# what gun?



## 2nd Amendment (Mar 1, 2008)

So i was wondering what my first handgun should be...i want to start out with a 9mm and i was wondering what should chose since there are so many choices...i have been doing some reserch and i have found some that i like...out of the glock 17, beretta 92fs, browning Hi-power, CZ 75b what do you think i should chose...if you have any suggestions on any other firearms please let me know


----------



## tschmittel (Jun 26, 2007)

I would also consider the S&W M&P 9 ,the Springfield XD 9, Ruger SR9,and Glock 19. Try to shoot as many as you can before purchasing. A lot of ranges offer rentals. Let us know what you end up with.:smt023


----------



## gmaske (Jan 7, 2008)

I'd start with figuring out which one feels and fits your hand the best and depending on research as to it's dependability that's the one I'd choose. Like the man said if you can rent and shoot that will help you decide too. A 9mm is a good choice with ammo prices going through the roof. I love my .45ACP but it's as bad as feeding my Ford Expidition. Sticker shock every time I fill her up :smt022 
Happy hunting


----------



## Vektor67 (Mar 4, 2008)

*In the same boat.*

I'm in the same exact boat and my list looks very similar to yours. I went to the range last week and tried the XD9, CZ 75B, 92FS and the MP9. This wekk I tried the XD40 GLock 22, MP40 ,Sig P229 and the PX4 Storm. It's a really tough decision although I think I'm going to start with a 9mm over the .40 there is quite a difference and my being a novice...it's no good have more stopping power if you don't hit your target lol. I really like the MP's I shot well
with the PX4 and liked the P229 a lot. In a perfect world I'd like something which converts from a .40 to a 9mm with little effort. I've heard the Sig will do that I think I've also read that a Glock 22 will accept a 9mm barrel and magazine although I'm not certain. This new P250 looks promising. The 1911's and the EAA steel both will convert but I've heard mixed reviews on the EAA Steel . Good luck with your decision, I know I'll need it.


----------



## PhilR. (Apr 25, 2007)

2nd Amendment said:


> ...out of the glock 17, beretta 92fs, browning Hi-power, CZ 75b what do you think i should chose


There is nothing about your post that would give us enough info to make even a halfways informed suggestion. ALL of the handguns you mention are fine and capable weapons, so what sort of criteria could we use to make a suggestion?

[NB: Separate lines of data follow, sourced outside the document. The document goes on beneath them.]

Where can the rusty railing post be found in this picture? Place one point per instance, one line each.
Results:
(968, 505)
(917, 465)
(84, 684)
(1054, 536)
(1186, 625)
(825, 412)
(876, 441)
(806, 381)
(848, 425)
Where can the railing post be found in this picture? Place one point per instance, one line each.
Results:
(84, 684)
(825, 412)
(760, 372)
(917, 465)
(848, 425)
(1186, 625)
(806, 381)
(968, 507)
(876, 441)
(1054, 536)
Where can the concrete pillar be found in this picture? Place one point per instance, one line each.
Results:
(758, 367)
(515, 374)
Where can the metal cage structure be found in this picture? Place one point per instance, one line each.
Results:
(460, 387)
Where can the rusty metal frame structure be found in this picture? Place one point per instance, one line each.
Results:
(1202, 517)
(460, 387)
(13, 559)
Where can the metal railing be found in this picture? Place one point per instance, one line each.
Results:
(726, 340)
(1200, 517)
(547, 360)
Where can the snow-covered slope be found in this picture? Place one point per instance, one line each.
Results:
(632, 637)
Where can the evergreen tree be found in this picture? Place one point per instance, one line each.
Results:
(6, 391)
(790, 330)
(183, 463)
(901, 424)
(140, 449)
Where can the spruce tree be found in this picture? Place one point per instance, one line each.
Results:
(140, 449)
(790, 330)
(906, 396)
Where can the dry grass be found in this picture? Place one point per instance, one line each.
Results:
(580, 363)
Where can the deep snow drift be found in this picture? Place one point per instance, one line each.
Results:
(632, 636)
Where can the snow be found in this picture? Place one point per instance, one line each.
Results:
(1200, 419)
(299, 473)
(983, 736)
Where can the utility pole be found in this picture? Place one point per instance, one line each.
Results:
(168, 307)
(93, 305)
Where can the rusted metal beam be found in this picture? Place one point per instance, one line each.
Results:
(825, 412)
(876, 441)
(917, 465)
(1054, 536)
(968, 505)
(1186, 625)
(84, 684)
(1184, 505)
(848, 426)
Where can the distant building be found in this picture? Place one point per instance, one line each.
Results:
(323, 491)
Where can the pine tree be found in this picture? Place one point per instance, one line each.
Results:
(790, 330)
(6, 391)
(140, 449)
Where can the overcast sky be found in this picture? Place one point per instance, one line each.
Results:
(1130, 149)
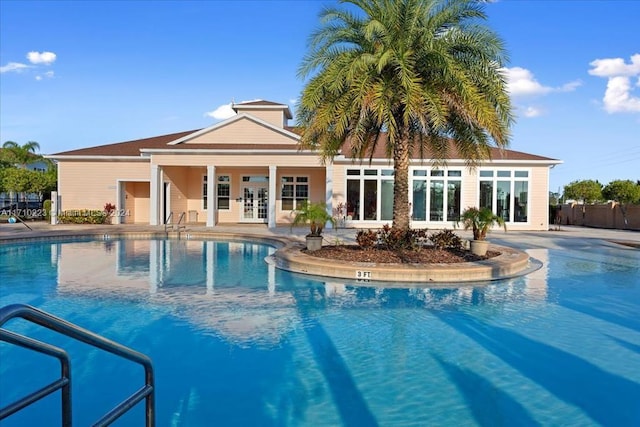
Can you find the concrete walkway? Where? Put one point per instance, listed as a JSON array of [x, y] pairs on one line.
[[346, 235]]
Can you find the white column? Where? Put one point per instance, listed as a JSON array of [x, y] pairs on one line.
[[54, 207], [154, 196], [272, 196], [329, 190], [155, 265], [211, 193]]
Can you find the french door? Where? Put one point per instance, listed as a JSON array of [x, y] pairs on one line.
[[255, 202]]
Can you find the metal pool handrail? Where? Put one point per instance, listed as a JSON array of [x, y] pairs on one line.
[[63, 327]]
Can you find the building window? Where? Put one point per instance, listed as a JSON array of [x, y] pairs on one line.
[[223, 192], [370, 194], [294, 191], [442, 202], [506, 193]]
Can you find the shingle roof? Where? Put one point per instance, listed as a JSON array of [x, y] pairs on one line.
[[452, 152], [132, 148], [127, 148], [258, 102]]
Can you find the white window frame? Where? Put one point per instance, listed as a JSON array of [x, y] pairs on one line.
[[512, 179], [445, 196], [295, 184]]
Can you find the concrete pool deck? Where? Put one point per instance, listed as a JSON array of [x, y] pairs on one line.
[[513, 261]]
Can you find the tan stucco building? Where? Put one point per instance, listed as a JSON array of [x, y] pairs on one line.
[[250, 169]]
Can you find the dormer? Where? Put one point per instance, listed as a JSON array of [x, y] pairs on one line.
[[271, 112]]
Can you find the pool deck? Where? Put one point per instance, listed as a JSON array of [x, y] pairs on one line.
[[513, 261]]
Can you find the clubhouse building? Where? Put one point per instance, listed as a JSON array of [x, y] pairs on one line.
[[250, 169]]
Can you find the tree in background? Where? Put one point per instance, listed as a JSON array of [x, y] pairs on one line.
[[14, 175], [22, 155], [426, 73], [624, 193], [587, 191]]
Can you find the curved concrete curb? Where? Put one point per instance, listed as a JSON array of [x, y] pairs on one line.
[[509, 263], [289, 256]]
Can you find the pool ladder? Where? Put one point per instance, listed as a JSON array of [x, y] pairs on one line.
[[68, 329]]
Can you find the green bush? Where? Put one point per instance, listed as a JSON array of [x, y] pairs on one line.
[[446, 239], [392, 238], [366, 239], [46, 207], [395, 239]]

The best thing you could do is to find a place that rents handguns, and start shooting every 9mm they have. You won't be able to shoot every 9mm in existence, but you will be able to at least narrow down your short list. Once you have some experience, you can then provide us some criteria that will enable us to perhaps make a suggestion. In the meantime, be thinking about whether you want a poly or metal pistol, single-action or double-action or safe-action, single-stack or double-stack, fixed sights or adjustable, large, medium, compact, or subcompact, fixed backstrap or adjustable. Once you can provide some of these items, we can narrow down the suggestions from several hundred to maybe a dozen or so.....

PhilR.


----------



## DevilsJohnson (Oct 21, 2007)

Find a range that rents pistols. Get your hands on several. See what fits you best and consider things like the fit to your hand. How much recoil are you willing to deal with. What are you going to use this pistol for? Range fun? A daily carry? something that stays home to protect the family? Is this going to be used by the wife? How does she handle the weapon?

Then find some people that know the ins and outs of firearms. Learn all about the safety issues for you and your family. Answer these questions and you will have a better idea what you might be looking for.:smt023


----------



## falshman70 (Jul 13, 2006)

Lots of good suggestions already. Heavier, full-size steel frame guns will be better for the range, as they will generally have less recoil. However if you think you want to carry this gun, you may want to look at a more compact, alloy or polymer frame gun. Fit would be my first criteria and what my planned use is would be a close second.


----------



## SigZagger (Aug 16, 2006)

gmaske said:


> I'd start with figuring out which one feels and fits your hand the best...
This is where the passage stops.